In 1723, it was decided that the church bell was to be new cast or exchanged, and it came into use before Easter 1725. A gallery was built about 1731, at the expense of the parish, by subscription, and the seating was divided, by lot, for each village quarter.
In 1737, when vicar Cockburn came from Aberdeen to take up his duties here (he had held the living here since 1727, but had left the parish in charge of a curate) he started the warden's book. Since then there has been a continuous record of events in the church and village, even if not always very complete.
In 1763 the marble pillars being broken were replaced by ones made of freestone, and two stone buttresses were built to support the north wall.
The building must have still not been in good repair for a note in the back of the Wardens Book recorded the following: 'On the 20th February 1783, at a meeting of the Vicar (Rev. Joseph Middleton), churchwardens and the Twenty-four (The Parish Council of the day), it was unanimously agreed that a cess (tax) of £50 be collected, towards defraying the expense of rebuilding the church.'
In April a further cess of 3d in the pound was agreed. The Church Wardens, and some gentlemen were nominated for inspecting the workmanship of the building. It was to be a plain structure, built on the old foundations but extended to the north, to allow for another aisle, but without a gallery.

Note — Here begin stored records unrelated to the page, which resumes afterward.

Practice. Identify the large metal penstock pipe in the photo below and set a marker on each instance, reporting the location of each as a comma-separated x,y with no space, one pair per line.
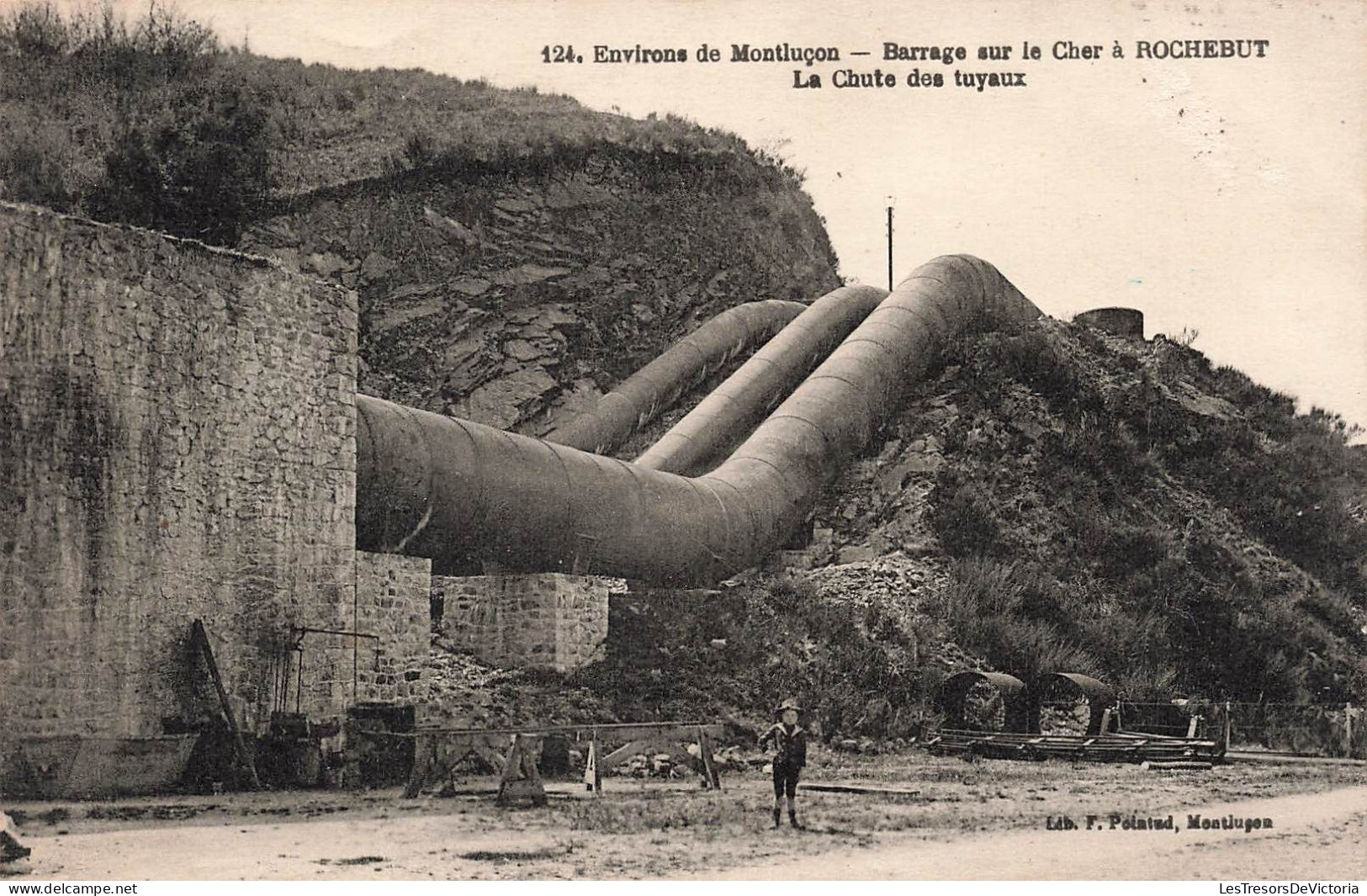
730,411
455,491
652,389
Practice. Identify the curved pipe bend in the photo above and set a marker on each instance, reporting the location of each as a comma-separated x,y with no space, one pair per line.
459,491
638,398
732,409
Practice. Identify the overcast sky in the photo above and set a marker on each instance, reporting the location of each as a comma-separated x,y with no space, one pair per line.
1222,196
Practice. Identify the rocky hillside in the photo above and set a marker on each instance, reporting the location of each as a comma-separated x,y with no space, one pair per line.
506,296
514,252
1054,498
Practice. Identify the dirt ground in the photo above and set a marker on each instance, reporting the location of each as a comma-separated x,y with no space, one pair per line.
984,819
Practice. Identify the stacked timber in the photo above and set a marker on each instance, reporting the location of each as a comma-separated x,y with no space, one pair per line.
1109,747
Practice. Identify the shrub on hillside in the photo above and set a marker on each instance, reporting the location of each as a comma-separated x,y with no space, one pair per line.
203,174
962,515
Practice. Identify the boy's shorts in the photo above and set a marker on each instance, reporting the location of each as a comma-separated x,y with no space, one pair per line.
785,780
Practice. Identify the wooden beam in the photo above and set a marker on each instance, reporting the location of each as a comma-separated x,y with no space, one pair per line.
200,639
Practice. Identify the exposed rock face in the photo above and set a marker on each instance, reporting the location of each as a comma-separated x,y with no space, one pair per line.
503,299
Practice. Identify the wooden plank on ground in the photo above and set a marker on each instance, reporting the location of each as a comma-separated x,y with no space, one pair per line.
200,638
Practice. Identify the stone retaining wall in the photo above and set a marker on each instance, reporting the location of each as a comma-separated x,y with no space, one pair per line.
177,442
546,620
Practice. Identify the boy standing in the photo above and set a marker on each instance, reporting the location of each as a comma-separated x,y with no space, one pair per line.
789,758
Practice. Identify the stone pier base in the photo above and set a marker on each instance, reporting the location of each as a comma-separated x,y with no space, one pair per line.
543,620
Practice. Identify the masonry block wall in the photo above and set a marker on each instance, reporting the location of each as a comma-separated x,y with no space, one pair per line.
177,441
393,601
546,620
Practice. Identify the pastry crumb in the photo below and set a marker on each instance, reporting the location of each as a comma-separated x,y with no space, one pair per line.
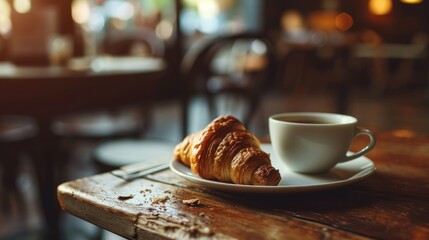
125,197
191,202
161,199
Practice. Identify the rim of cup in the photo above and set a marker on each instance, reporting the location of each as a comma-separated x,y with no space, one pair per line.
340,119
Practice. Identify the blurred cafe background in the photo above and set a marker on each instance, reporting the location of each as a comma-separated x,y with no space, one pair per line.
87,86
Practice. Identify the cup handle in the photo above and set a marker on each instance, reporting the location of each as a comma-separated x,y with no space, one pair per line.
365,149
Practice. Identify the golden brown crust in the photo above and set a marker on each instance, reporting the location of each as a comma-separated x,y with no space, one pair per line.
227,152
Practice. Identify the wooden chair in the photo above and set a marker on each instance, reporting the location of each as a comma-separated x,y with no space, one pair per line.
236,67
17,134
109,124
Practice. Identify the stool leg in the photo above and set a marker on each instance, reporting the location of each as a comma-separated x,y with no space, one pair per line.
10,172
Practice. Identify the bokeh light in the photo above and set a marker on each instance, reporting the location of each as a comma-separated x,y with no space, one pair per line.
22,6
380,7
343,21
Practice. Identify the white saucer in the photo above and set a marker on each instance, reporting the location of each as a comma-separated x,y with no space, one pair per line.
342,174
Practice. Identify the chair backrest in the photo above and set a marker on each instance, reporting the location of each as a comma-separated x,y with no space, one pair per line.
236,68
138,42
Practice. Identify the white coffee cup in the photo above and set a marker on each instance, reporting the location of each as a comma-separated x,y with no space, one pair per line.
311,142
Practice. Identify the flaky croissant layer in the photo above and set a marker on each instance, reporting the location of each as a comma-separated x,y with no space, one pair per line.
225,151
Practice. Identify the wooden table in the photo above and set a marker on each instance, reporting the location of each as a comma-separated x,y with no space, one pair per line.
48,91
393,203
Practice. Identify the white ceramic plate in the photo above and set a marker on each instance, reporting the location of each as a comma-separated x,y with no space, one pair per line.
342,174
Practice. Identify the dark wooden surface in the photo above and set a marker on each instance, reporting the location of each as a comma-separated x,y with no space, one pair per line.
393,203
46,92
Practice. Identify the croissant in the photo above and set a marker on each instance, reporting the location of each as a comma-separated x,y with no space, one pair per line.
225,151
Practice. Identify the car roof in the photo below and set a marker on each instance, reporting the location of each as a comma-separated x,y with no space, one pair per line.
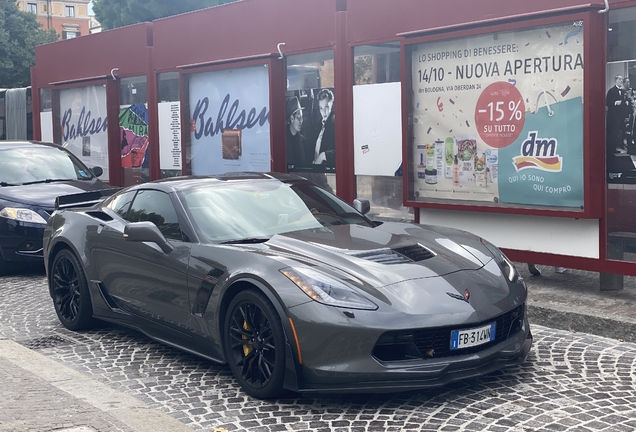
9,145
188,182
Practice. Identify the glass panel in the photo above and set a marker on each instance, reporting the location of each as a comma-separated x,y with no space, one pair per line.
82,125
497,119
310,117
169,125
156,207
620,145
229,116
376,64
133,130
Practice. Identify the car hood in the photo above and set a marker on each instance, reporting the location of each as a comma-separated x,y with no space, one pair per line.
44,194
379,256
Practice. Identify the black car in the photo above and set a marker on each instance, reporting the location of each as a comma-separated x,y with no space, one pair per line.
32,176
291,286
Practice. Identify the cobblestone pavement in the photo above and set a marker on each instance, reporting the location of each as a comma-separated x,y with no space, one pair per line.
571,382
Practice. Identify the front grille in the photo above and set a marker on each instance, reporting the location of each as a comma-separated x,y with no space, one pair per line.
438,339
435,342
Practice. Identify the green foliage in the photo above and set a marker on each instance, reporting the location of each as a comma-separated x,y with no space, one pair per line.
20,33
118,13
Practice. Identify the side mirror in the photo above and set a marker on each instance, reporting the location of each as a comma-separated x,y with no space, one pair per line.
362,205
147,231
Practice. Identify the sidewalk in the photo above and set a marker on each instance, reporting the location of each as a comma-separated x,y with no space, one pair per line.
39,394
573,301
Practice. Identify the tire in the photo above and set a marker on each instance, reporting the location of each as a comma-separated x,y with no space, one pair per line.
69,290
259,366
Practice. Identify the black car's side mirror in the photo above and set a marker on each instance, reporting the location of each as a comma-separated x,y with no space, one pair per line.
97,171
362,205
147,231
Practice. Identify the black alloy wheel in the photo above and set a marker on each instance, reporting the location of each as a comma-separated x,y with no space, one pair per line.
4,267
69,290
255,344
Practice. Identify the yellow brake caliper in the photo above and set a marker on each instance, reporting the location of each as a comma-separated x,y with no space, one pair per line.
247,348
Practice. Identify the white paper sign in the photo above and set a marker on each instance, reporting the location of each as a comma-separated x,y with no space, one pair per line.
377,129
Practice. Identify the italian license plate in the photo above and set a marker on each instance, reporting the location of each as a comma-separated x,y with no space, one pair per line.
473,337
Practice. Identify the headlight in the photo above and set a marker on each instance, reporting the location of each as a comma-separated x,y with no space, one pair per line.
504,263
326,289
23,215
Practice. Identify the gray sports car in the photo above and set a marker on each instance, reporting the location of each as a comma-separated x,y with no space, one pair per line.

In 1820, C.W.Bigge Esq. of Linden Hall contributed to the comfort and convenience, and elegance of the church, by building a new vestry, repairing the chancel and enlarging the arch between church and chancel, which before was so small as literally to divide them into two separate apartments. He also made an elegant Altar and rails from part of an immense oak tree dug out of the peat moss on his estate. He was responsible for the trefoiled arch, which Pevsner said was the one feature that makes everyone remember Longhorsley. Charles Bigge also, at the same time repaired and rebuilt the causeway, which leads from the village to the church.
The east-end windows held glass, designed and executed in diaphane in 1868, by Sarah Elizabeth Ames, of Linden Hall, and given in memory of her husband.

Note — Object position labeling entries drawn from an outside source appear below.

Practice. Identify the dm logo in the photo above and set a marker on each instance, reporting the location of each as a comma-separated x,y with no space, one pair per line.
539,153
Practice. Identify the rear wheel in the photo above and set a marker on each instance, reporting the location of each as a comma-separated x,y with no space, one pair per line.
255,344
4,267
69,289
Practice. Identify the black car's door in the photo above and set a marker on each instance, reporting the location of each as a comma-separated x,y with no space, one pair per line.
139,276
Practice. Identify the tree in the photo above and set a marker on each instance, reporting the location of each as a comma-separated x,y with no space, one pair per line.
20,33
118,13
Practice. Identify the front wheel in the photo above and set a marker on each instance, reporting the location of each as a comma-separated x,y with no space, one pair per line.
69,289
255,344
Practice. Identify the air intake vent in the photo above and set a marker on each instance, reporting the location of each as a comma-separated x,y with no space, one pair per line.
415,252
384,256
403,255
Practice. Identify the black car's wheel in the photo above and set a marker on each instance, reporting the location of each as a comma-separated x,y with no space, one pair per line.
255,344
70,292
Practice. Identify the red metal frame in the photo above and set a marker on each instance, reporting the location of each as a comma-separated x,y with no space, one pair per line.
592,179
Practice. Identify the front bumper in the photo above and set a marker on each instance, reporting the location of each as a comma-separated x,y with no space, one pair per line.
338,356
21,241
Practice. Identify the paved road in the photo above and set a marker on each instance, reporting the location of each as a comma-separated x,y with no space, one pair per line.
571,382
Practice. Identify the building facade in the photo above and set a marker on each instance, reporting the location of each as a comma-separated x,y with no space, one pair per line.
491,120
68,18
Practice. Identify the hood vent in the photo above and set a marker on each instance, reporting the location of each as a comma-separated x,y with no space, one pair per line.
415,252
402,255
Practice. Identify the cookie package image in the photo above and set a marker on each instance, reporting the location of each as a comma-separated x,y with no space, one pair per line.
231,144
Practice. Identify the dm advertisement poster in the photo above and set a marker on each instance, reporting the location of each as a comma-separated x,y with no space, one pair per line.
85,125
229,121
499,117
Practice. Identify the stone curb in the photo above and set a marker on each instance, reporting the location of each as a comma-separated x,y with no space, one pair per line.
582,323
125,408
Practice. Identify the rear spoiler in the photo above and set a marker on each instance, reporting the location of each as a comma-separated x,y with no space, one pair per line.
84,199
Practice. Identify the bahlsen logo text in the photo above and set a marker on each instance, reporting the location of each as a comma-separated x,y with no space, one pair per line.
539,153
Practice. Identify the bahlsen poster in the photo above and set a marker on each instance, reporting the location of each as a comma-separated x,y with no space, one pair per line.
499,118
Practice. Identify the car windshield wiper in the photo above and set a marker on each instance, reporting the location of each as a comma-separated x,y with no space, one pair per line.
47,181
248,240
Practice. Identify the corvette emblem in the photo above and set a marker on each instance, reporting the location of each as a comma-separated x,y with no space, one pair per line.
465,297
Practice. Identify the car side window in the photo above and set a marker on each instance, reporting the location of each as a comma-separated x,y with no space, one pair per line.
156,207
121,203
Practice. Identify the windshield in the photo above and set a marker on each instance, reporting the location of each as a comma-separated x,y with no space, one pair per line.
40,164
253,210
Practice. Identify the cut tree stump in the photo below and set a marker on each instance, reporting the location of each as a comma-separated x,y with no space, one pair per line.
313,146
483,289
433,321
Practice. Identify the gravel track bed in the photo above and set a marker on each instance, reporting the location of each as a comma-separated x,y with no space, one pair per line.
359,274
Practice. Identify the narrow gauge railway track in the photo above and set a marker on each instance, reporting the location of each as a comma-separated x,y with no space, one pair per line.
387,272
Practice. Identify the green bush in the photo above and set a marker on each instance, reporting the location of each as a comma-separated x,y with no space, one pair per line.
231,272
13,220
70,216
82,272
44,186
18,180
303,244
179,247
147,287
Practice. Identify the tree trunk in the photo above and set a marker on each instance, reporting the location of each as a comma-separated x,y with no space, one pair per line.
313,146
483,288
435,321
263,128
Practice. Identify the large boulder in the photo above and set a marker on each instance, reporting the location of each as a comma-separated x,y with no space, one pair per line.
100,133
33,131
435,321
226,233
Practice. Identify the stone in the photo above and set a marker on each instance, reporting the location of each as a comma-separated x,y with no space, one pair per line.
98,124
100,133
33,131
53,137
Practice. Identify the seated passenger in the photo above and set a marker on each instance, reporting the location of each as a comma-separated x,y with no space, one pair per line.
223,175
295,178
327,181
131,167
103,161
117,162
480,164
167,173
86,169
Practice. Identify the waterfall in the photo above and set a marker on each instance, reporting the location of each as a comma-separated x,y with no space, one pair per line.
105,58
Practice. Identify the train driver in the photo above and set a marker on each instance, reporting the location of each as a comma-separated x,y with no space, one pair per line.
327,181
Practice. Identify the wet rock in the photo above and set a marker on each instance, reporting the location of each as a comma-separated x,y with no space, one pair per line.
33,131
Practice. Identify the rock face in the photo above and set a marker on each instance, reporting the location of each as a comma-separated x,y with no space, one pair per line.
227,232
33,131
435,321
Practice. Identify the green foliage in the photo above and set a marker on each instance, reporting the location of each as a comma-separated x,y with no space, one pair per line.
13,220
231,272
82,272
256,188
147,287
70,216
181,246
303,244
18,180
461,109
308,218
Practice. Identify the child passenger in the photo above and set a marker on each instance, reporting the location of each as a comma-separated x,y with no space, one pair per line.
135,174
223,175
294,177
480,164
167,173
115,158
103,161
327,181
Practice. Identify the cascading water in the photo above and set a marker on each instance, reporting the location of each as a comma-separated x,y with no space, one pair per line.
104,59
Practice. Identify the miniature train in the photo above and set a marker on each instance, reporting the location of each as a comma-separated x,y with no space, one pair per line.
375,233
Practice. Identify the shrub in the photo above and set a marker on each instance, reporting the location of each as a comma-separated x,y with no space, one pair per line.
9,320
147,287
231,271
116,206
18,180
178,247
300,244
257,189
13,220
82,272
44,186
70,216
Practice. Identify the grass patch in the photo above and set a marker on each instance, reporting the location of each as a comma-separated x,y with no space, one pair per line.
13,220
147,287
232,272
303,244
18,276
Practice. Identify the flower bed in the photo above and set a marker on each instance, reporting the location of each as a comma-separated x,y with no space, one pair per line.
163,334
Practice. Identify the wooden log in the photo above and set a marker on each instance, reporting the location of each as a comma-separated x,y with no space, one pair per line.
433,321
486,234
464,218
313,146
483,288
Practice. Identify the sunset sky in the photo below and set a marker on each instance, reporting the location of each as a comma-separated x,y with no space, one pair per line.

The first organ was installed in the church in 1870, presented by Henry Metcalfe Ames of Linden Hall. Before this, for some time, the singing was accompanied on a fiddle, played by the sexton, then being incapacitated by a bad accident, Thomas Morrison took over the task. The following exchange took place in 1850.

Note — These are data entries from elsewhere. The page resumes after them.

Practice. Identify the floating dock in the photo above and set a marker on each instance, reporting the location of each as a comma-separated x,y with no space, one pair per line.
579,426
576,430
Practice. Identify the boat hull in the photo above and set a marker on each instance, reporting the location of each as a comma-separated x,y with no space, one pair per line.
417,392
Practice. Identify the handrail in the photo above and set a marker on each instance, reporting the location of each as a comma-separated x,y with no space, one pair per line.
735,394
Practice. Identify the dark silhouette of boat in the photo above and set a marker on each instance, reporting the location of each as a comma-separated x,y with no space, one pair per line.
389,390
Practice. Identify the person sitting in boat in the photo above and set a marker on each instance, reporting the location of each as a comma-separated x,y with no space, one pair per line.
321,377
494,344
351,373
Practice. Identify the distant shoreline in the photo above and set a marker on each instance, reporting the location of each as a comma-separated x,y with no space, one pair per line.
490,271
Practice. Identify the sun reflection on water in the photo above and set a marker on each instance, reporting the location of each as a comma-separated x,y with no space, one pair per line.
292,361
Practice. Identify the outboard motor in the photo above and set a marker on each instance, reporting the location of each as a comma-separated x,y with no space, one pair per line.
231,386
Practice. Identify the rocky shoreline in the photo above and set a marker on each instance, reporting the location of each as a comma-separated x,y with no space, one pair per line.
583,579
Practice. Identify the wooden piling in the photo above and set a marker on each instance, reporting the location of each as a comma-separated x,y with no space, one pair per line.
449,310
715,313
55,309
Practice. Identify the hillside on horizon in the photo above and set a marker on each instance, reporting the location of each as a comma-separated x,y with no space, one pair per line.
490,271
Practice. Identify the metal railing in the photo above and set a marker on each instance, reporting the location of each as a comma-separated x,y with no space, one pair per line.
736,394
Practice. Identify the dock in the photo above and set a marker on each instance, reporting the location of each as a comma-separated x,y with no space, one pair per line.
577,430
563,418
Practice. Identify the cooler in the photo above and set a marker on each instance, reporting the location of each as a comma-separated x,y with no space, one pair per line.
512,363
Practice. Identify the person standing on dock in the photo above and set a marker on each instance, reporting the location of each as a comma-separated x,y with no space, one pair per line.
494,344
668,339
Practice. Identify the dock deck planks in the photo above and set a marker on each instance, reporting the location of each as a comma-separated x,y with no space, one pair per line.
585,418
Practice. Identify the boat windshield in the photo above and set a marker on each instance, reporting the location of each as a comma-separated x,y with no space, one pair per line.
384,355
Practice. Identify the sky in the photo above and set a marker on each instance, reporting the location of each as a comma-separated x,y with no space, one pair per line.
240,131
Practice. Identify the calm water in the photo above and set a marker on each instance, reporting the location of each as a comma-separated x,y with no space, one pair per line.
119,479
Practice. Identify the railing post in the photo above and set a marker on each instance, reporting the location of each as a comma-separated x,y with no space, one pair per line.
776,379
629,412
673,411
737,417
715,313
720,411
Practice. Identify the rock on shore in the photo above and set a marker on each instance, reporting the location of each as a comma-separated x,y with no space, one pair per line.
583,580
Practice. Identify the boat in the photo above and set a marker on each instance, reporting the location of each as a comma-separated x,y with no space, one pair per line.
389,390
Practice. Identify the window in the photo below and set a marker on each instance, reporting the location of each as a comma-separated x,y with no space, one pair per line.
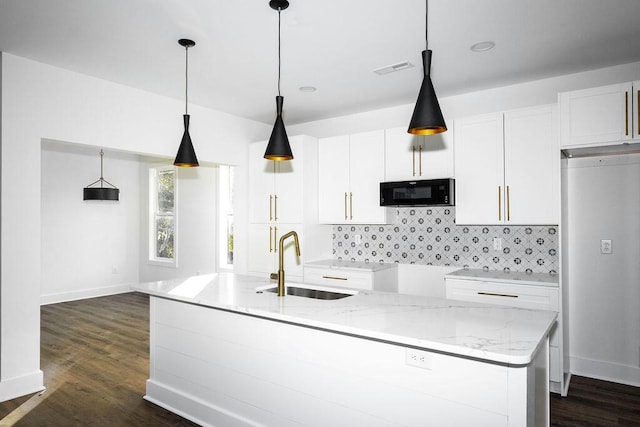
225,215
162,215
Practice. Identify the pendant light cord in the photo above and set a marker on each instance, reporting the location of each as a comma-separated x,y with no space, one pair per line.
279,60
186,79
426,23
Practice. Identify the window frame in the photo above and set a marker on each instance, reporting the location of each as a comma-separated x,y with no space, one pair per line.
153,213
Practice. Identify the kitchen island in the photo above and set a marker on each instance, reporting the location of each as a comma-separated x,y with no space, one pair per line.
225,352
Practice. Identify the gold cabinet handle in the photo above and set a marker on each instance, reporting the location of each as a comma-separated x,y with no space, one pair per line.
626,113
413,164
275,208
345,207
491,294
499,203
508,205
275,239
334,278
350,205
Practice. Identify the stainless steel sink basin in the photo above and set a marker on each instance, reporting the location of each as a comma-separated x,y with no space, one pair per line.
311,292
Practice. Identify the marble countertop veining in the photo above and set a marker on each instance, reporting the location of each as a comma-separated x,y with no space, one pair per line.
487,332
537,279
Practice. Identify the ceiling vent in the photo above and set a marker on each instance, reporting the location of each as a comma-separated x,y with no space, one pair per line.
393,67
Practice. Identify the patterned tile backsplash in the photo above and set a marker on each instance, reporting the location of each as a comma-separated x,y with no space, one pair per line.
429,235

'This is to certify that the mass Fiddle, belonging to the parish of Longhorsley, has been received from Matthew Gallon in good repair, and is now lent to Thomas Morrison for the purpose of performing church music, and who is accountable for the same'. To give more volume to the accompaniment Adam Scott used to ride over from Whinney Hill, for each service, to play his clarinet.
On July 18th 1751, at a meeting of the vicar, Church Wardens, the twenty-four and the Principle inhabitants of the two quarters belonging to Longhorsley it was unanimously agreed that a cess of one shilling and sixpence be immediately collected for the building of a new school house. The building to the east of the schoolhouse, to which it is attached (now a holiday cottage) was the school, which was also used for meetings, baptisms for churching women, etc., and for services in the winter, from an early time until about 1964.
The Church of England school, attached to the west end of the schoolhouse, was built in 1848. In the early 1960s, a new school was built in Drummond’s Close. The old church to the south of the village was closed, the old school building was then converted into the parish church. The first service, after its consecration, was held on Friday 4th November 1966.
In 1981, a new entrance was made in the west wall, and an entrance porch was built with the stones, slates, and doors were taken from the old church, which was, after some stabilising work, left as the ruin you see today.